Sedangkan Jemma masih betah berada di dekat Zale dengan tangan beralih bergelayut di lengan kekar milik Zale sendiri sembari mengangguk membenarkan. "Ya, begitulah mereka," balasnya seadanya.

Cahaya senter hampir menyoroti keberadaan mereka berdua jika Zale tak cepat menyeret Jemma ke arah bebatuan besar yang ada di tepi pantai. Kulit dinginnya bersentuhan langsung oleh Jemma, kehangatan telah lama hilang terasa asing bagi Zale hadir menyentak kesadarannya kembali. Ada rasa gemuruh hebat melanda.

Tanpa sadar jantung keduanya berdegup kencang, telinga tajam Jemma mendengar suara itu dari Zale, melihat kondisi keduanya sangat intim. Sosok indah menawan dari segi visual menakjubkan, wajah tampan datar bersama raut mengernyit itu sungguh membuatnya terpesona. Zale juga sempat memeluk Jemma, dia masih tidak sadar kalau Jemma memperhatikan dirinya sejak tadi.

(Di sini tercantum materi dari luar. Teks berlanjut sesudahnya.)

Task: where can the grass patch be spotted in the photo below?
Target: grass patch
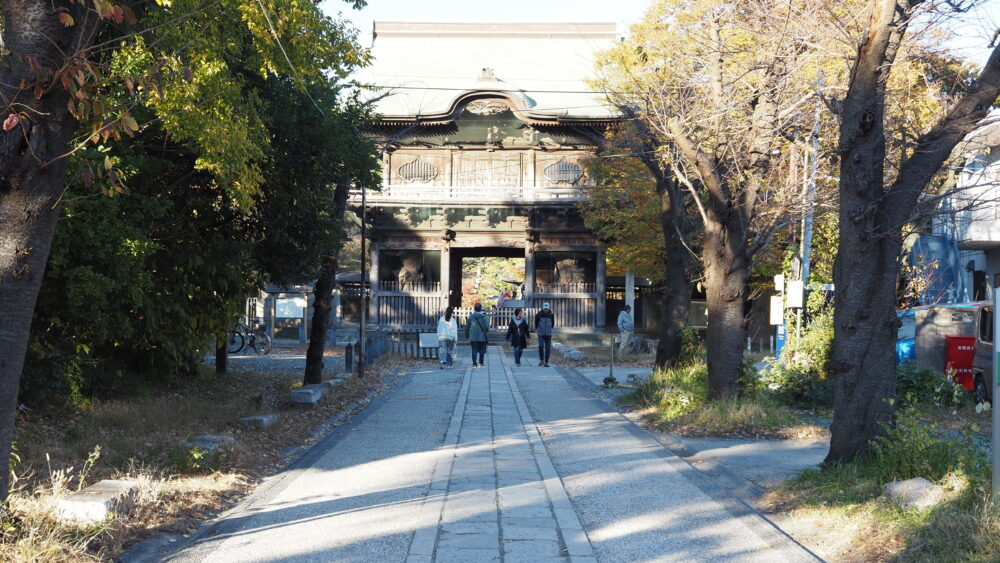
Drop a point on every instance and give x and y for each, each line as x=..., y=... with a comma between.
x=678, y=399
x=142, y=440
x=846, y=501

Hingga detik-detik berikutnya, Jemma merasa mengantuk walau rasa dingin menusuk di kulitnya. Ia lelah dan ingin beristirahat sejenak. Perlahan matanya tertutup terserang kantuk, Zale pun menoleh karena merasakan berat di dadanya. Kemudian tangannya di letakkan di dahi Jemma-demam di saat tak tepat.

Zale meraup wajahnya sendiri. Sudah dibantu dan kini Jemma malah terkena demam di waktu yang tidak tepat. Hatinya merutuki keadaan Jemma sekarang, sebab Zale bingung harus melakukan apa di kondisi begini. Dirinya tak mungkin meninggalkan Jemma sendirian di pinggiran pantai.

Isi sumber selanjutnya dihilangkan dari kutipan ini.